Chapter 3. Setting Up GRIO

This chapter discusses the following:

Installation Requirements

To operate in local volume domain on an IRIX node, you must install the eoe.sw.grio2 product.

To enable clustered GRIO support on IRIX, you must install both eoe.sw.grio2 and cxfs.sw.grio2_cell.

In a cluster deployment, every node must be GRIO-enabled. Consult the CXFS multiOS release notes to determine whether your platform has been GRIO-enabled.

Deployment Considerations for Cluster Volumes

You must observe the following constraints when setting up GRIO filesystems:

  • If any of the logical units (LUNs) on a particular device will be managed as GRIO filesystems, then all of the LUNs should be managed as GRIO filesystems. Typically, there will be hardware contention between separate LUNs, both in the storage area network (SAN) and within the storage device. If only a subset of the LUNs are managed, I/O to the unmanaged LUNs could still cause oversubscription of the device and could in turn violate guarantees on the managed filesystems.

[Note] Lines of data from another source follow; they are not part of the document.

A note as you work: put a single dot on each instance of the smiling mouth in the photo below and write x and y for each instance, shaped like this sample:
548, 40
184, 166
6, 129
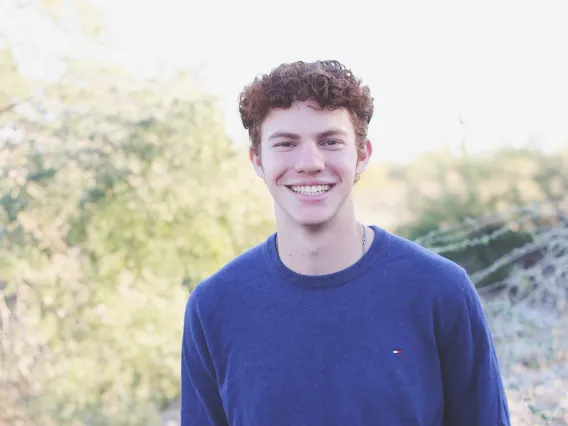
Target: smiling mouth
310, 190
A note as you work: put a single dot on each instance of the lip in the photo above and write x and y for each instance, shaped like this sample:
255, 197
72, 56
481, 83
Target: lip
311, 198
310, 183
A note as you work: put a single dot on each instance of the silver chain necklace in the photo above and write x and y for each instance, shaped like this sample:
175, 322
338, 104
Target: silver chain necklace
364, 239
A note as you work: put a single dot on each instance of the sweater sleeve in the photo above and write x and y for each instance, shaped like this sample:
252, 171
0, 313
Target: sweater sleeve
201, 403
473, 388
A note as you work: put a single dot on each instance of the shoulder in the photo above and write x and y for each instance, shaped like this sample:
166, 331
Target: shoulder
420, 263
427, 275
220, 286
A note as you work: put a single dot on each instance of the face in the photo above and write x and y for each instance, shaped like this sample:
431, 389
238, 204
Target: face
308, 159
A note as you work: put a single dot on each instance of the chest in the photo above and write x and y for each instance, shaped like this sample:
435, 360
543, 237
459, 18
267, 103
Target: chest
337, 357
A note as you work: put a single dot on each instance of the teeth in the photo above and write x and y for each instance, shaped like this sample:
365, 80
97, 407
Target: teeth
311, 190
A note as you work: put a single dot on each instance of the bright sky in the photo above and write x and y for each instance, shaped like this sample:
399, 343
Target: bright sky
500, 65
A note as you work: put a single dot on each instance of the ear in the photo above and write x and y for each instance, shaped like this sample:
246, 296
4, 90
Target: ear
364, 156
256, 163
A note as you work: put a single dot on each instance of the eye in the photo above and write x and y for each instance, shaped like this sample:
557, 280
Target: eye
284, 144
332, 143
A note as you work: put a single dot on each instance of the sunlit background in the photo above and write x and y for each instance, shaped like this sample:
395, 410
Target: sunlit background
491, 71
124, 179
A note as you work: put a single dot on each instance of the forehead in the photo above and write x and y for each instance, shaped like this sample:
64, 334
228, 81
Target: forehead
306, 119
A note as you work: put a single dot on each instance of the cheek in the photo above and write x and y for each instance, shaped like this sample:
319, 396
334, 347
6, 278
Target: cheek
275, 169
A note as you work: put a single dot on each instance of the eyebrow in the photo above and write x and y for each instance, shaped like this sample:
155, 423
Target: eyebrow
324, 134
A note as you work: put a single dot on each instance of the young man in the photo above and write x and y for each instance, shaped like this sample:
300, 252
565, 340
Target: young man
330, 322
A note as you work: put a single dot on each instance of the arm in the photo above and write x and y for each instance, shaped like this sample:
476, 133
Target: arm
473, 388
200, 400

  • A storage device containing GRIO-managed filesystems should not be shared between clusters. The GRIO daemons running within different clusters are not coordinated, and unmanaged I/O from one cluster can cause guarantees in the other cluster to be violated.

Data Layout

To set up a filesystem on a RAID device such that you achieve correct filesystem device alignment and maximize I/O performance, remember to do the following:

  • Ensure that each data partition is correctly aligned with the internal disk layout of its LUN

  • Set XVM stripe parameters correctly

  • Pass correct volume geometry (stripe unit and width) to mkfs_xfs(1)

For more information, see the grio2(5) man page.

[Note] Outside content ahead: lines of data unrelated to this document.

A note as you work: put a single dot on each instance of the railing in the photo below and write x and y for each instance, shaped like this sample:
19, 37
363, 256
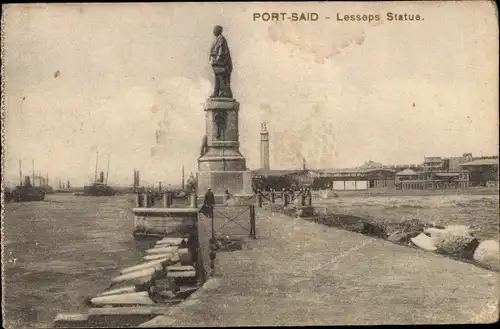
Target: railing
222, 217
287, 196
147, 199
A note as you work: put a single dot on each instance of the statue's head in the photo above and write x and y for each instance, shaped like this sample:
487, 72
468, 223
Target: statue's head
217, 30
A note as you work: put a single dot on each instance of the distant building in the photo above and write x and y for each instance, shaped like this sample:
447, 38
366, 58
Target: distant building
482, 172
264, 148
433, 163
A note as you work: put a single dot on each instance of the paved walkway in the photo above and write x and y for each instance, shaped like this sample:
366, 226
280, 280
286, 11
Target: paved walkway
303, 273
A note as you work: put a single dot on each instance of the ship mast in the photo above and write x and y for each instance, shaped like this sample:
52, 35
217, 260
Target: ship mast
182, 185
96, 162
107, 172
20, 174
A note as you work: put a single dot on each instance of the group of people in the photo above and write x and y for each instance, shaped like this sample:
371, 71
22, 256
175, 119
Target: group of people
209, 201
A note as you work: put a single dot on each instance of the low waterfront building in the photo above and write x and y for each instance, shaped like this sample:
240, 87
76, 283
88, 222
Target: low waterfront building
482, 172
432, 179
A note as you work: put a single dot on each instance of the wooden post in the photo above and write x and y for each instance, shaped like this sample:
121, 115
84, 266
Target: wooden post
252, 222
138, 200
145, 201
193, 201
259, 198
302, 197
166, 199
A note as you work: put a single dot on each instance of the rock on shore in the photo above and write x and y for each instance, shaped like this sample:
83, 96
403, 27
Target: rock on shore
487, 255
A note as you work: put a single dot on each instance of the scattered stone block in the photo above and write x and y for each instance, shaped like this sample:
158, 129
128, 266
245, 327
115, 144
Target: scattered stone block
157, 256
71, 320
181, 274
180, 268
120, 317
123, 290
168, 241
143, 266
402, 237
137, 298
185, 292
185, 256
162, 250
424, 242
305, 211
487, 255
145, 273
462, 246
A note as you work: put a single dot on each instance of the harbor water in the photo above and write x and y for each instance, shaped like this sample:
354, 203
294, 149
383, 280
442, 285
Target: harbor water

Choosing a Qualified Bandwidth

You can adjust the qualified bandwidth to reflect the specific trade-off between delivered quality of service and utilization of the storage infrastructure for your situation.

The following affect the qualified bandwidth you will choose:

  • The hardware configuration

  • The application work flow and I/O load

  • The specific quality-of-service requirements of applications and users

Typically, the first concern is that the required bandwidth can be delivered by the storage system. The second concern is the timeliness or service times observed for individual I/Os.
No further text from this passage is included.